好きでやってる訳じゃないけどね③
綾奈は急な問いかけに戸惑っていた。今の今まで「私は闘う為に訓練しそれを期待通りにやりとげた」との認識しか無かった為だ。
「私は……、私は皆さんの役に立ててそれが当然だと思っています。でも毎日だと大変かも知れません……けど……。夜遅くまで起きていると次の日眠いですし……。」
綾奈の我ながらおボケな回答だった。でも、昨日からそれ以上の事は考えていなかったのだ。
「綾奈……。お前……。」
皇成が目をわずかにうるませながらつぶやく様に言う。
「眠いってそれは今どうでもいいだろう?命のやりとりがどうとかそんな話だぞ?まだ、そんなにお子様だったのか……。」
一同沈黙。後。
「ハッハッハッハッ。」
今まで沈黙していた会長の対面に座るこれは明らかに日本人と思われる人物が口を開く。
「ハッハッハッ。いや綾奈君。私を覚えているかい?支部長の嶽石だ。3年ぶりくらいかな。副支部長はわざと会長にも私にも君と接触しないようにいつも画策していてね。心の中では最初から君を闘いに巻き込みたく無かったんだろう。君を闘いの切札とすべく訓練を受けさせ続け、しかし躊躇いを捨てきられず、しかも実戦では十二分な働きを見せた。我々の彼に対する評価は上がった。君に対する期待など計るすべも無いほどだ。しかしそうだね、君は出来る事を精一杯やってくれたに過ぎない。ありがとう。皇成、どうだろう。もう少しやってもらっては。」
支部長はゆるやかな笑みを浮かべる。
「彼女は今後数回の出撃で変調をきたすかも知れない。それが分かっていても我々は期待せずにいられない。申し訳ない事だ。だが今後1回ごと慎重に様子を見極めて辛い思いをさせ無い様に、だがそれまでは戦闘に参加してもらおうじゃないか。綾奈君、なんでもいい。疑問が生じたらお兄さんに言いたまえ。我々は君の気持を優先する。」
しかし綾奈がその時考えていたことは「眠いんですけど。私はとっても眠いんですけど」一色だ。寝られれば後はどうでもいい。
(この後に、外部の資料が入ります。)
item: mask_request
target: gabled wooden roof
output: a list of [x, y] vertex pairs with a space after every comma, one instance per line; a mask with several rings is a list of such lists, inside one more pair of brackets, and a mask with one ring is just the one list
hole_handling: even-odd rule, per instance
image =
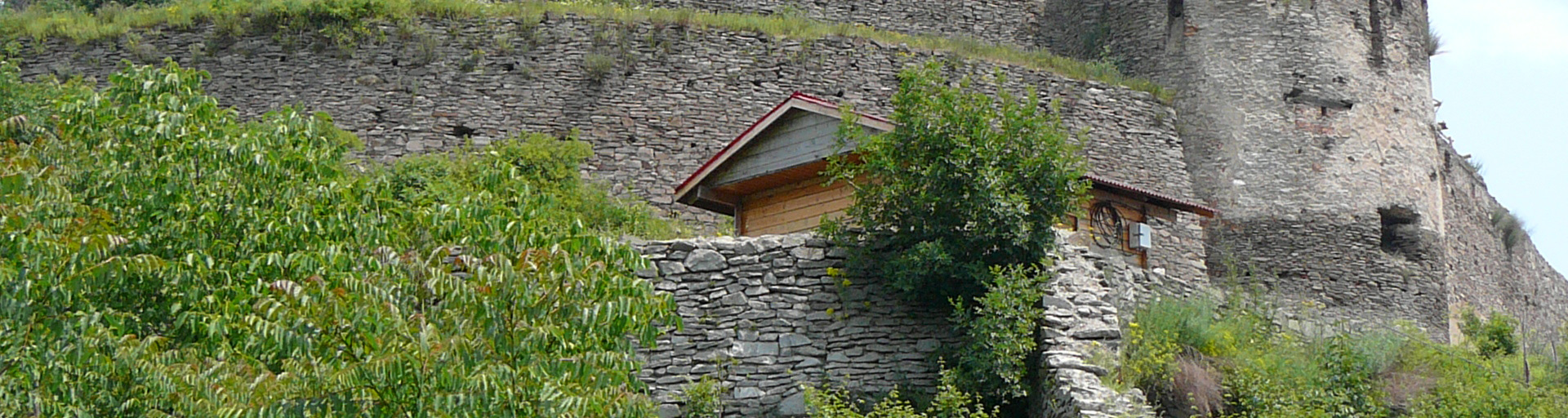
[[[732, 158], [735, 158], [737, 155], [740, 155], [742, 150], [751, 146], [753, 139], [765, 133], [770, 127], [775, 125], [775, 122], [779, 122], [786, 114], [801, 113], [801, 111], [822, 114], [833, 119], [842, 117], [842, 110], [839, 108], [839, 105], [833, 102], [822, 100], [803, 92], [790, 94], [789, 99], [773, 106], [773, 110], [770, 110], [767, 114], [762, 114], [762, 117], [757, 119], [757, 122], [751, 124], [750, 128], [742, 132], [740, 136], [735, 136], [735, 139], [729, 141], [729, 144], [724, 146], [724, 149], [721, 149], [717, 155], [713, 155], [713, 158], [709, 158], [707, 163], [698, 168], [696, 172], [691, 174], [691, 177], [687, 177], [685, 182], [681, 182], [681, 185], [676, 186], [676, 202], [695, 205], [699, 208], [724, 214], [734, 214], [734, 207], [740, 202], [740, 196], [735, 196], [734, 191], [713, 188], [713, 185], [704, 185], [704, 180], [710, 180], [717, 172], [720, 172], [726, 166], [726, 163], [731, 163]], [[892, 121], [887, 121], [884, 117], [862, 114], [862, 113], [856, 114], [859, 114], [859, 124], [870, 130], [891, 132], [894, 128]], [[823, 168], [825, 164], [822, 163], [822, 160], [817, 160], [804, 164], [778, 169], [775, 175], [770, 177], [778, 177], [778, 175], [790, 178], [803, 175], [811, 177], [817, 175], [817, 172], [820, 172]], [[745, 189], [765, 186], [767, 185], [765, 180], [767, 178], [751, 178], [750, 183], [742, 182], [742, 186]]]
[[[773, 106], [771, 111], [764, 114], [762, 119], [757, 119], [757, 122], [751, 124], [751, 127], [742, 132], [740, 136], [735, 136], [734, 141], [729, 141], [729, 144], [724, 146], [724, 149], [720, 150], [718, 155], [709, 158], [707, 163], [704, 163], [701, 168], [698, 168], [696, 172], [691, 174], [691, 177], [687, 177], [687, 180], [676, 188], [676, 202], [688, 204], [693, 207], [724, 214], [734, 214], [735, 205], [740, 204], [740, 197], [745, 193], [765, 189], [768, 186], [776, 186], [778, 183], [811, 178], [818, 172], [822, 172], [822, 169], [826, 168], [826, 161], [817, 158], [814, 161], [775, 169], [765, 175], [754, 175], [739, 180], [729, 178], [734, 182], [726, 185], [704, 185], [704, 182], [710, 180], [715, 175], [715, 172], [720, 172], [726, 166], [726, 163], [729, 163], [732, 158], [740, 155], [742, 150], [751, 146], [753, 139], [768, 132], [768, 128], [771, 128], [775, 122], [779, 122], [781, 117], [784, 117], [792, 111], [808, 111], [814, 114], [828, 116], [833, 119], [842, 117], [839, 106], [834, 105], [833, 102], [811, 97], [801, 92], [792, 94], [778, 106]], [[856, 114], [859, 114], [861, 125], [875, 132], [892, 132], [895, 127], [892, 121], [887, 121], [880, 116], [872, 116], [864, 113], [856, 113]], [[1212, 218], [1217, 213], [1212, 207], [1198, 204], [1195, 200], [1184, 199], [1179, 196], [1163, 194], [1148, 188], [1140, 188], [1132, 183], [1120, 182], [1110, 177], [1087, 174], [1083, 175], [1083, 178], [1090, 180], [1096, 188], [1138, 197], [1142, 200], [1154, 202], [1163, 207], [1196, 213], [1200, 216]]]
「私が出る事で死なずに済む人がいる。役に立てるなら私は出ます。」
昨日の作戦から明け方帰って来て、強引にいつもの時間に起きた時には既に皇成はいなかった。書き置きでも言葉でも学校に行けとも行くなとも言われず結局登校はした訳だがもう眠さは限界だった。
「とにかく、今は休みたくて……。」
綾奈はそう言うとすっと目が閉じてしまう。
「会長、支部長、今日は綾奈を休ませたいのですが。」
「分かった。とにかくしばらくは出撃要請に備えて欲しい。彼女が希望で有ることは間違い無いのだ。」
会長の言葉に
「綾奈次第です。」
と答える皇成。
「さあ、行こう。」
綾奈は皇成に連れられエレベーターに乗ると自宅に帰り自分の部屋にたどり着く。もう、眠い。半分無意識に服を脱ぎTシャツとお気に入りな牛柄のスウェットを履くとそのままベッドに倒れ込んだ。